Zullo told WND that the agency's statement "is pretty much indicating to us that the attempt here is to dissuade us from attempting to see the original microfilm record, the master copy."
He said his team wants to know whether the restriction on access to the documents is a statutory regulation or an internal policy newly created by Selective Service.
The new letter, he said, at least confirms that while the paper copies have been destroyed, the microfilm record still exists.
Zullo told WND that the Selective Service System's latest response is still under review by the sheriff.
Selective Service admits destruction
In an April 3 letter responding to Arpaio, Flahavan, said the agency had destroyed Obama's original paper and ink draft registration form.
"The simple response is no; it was destroyed in 1980," Flahavan wrote. "Per agency policy and practice, when a Selective Service System record is created from the registration card, the card is microfilmed and the paper card is then destroyed.

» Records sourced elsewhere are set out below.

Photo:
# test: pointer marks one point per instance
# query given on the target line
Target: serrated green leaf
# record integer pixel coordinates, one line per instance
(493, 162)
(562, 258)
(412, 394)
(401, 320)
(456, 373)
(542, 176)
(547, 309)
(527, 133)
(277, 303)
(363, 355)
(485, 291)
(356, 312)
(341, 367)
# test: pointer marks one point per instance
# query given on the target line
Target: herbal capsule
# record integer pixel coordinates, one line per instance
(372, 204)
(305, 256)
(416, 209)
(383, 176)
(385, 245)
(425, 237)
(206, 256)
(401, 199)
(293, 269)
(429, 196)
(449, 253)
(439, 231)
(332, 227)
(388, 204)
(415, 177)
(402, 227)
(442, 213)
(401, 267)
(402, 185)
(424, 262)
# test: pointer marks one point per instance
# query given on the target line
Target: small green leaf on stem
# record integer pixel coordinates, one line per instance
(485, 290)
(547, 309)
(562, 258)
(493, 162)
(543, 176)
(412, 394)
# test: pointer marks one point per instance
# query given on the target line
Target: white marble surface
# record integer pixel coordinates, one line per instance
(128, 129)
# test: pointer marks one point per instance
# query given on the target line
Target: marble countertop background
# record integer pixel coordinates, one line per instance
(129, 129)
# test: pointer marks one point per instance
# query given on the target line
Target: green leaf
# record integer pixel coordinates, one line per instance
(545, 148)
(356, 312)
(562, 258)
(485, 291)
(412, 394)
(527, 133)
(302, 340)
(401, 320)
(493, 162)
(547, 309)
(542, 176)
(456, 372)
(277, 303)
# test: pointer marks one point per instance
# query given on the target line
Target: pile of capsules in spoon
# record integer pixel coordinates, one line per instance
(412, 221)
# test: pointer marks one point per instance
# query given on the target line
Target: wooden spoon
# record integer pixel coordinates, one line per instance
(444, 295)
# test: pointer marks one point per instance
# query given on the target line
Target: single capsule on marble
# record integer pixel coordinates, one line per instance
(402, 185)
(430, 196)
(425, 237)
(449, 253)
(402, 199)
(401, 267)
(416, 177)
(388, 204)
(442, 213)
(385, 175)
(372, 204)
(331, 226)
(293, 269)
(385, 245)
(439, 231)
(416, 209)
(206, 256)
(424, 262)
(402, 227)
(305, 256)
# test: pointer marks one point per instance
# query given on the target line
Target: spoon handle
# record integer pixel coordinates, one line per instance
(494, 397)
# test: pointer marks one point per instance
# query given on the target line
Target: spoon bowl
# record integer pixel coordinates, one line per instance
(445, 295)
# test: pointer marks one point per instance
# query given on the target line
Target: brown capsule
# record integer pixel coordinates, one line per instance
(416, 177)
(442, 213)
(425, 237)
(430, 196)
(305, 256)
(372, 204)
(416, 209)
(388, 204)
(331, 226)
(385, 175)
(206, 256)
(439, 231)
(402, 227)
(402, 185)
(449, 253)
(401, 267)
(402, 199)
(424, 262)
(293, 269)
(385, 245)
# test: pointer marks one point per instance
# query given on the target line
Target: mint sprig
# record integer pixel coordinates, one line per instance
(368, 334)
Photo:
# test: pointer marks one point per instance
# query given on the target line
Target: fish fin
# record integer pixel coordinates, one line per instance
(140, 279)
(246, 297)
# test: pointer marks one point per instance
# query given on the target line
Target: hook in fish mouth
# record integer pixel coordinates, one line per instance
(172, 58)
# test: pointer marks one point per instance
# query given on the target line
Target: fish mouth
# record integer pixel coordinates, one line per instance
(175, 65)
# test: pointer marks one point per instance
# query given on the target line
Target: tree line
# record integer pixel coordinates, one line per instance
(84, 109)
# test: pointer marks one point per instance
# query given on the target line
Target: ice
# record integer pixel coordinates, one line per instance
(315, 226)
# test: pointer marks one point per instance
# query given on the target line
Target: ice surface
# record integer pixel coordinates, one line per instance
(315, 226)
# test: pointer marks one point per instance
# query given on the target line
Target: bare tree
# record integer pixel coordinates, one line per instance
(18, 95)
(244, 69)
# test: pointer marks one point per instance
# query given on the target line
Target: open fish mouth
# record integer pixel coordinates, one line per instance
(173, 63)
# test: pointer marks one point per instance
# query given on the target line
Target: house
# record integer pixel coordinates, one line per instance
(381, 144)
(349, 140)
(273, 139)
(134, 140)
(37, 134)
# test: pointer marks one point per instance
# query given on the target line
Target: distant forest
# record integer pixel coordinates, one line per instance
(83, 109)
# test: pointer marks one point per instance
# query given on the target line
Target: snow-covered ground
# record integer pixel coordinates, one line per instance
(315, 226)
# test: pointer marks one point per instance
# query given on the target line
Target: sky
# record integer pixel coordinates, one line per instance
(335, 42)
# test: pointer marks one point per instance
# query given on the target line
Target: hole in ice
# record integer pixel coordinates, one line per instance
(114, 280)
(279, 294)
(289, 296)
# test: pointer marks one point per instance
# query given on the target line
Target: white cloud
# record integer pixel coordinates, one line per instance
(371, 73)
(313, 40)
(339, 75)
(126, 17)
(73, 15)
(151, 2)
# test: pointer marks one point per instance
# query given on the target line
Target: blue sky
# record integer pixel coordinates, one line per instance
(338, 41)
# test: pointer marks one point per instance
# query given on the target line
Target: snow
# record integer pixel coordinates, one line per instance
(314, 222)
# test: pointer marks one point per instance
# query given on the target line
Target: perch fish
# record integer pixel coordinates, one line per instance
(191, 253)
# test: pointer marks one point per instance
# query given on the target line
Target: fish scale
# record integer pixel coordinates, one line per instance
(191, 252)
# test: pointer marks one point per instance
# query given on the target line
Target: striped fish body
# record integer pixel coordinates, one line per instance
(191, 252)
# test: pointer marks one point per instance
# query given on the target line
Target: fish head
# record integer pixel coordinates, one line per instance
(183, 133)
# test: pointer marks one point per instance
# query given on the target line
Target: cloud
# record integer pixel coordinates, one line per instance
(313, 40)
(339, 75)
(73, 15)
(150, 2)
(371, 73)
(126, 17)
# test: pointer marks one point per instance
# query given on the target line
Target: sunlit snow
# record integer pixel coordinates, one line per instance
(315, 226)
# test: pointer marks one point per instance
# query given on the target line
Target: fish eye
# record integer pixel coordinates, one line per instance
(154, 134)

This has been our policy for more than 30 years."
Reporter Alan Jones, writing for Communities @Washington Times, found that the Selective Service System published new privacy rules in the Federal Register Sept. 20, 2011, four days after WND reported Sept. 16, 2011, that Arpaio had commissioned the Cold Case Posse to open an inquiry with full subpoena power into the alleged forgery of several Obama identity documents, including his long-form birth certificate and his Selective Service draft registration form.
Jones article noted it was the first update to Selective Service privacy regulations in 11 years.
The key change is that the new regulations reclassify the status of draft registration forms from "record copies" to "non-record copies," with the proviso that "non-record copies" are subject to disposal.
The new privacy regulations further allow the Selective Service System to destroy microfilm copies of Selective Service registration forms under certain circumstances.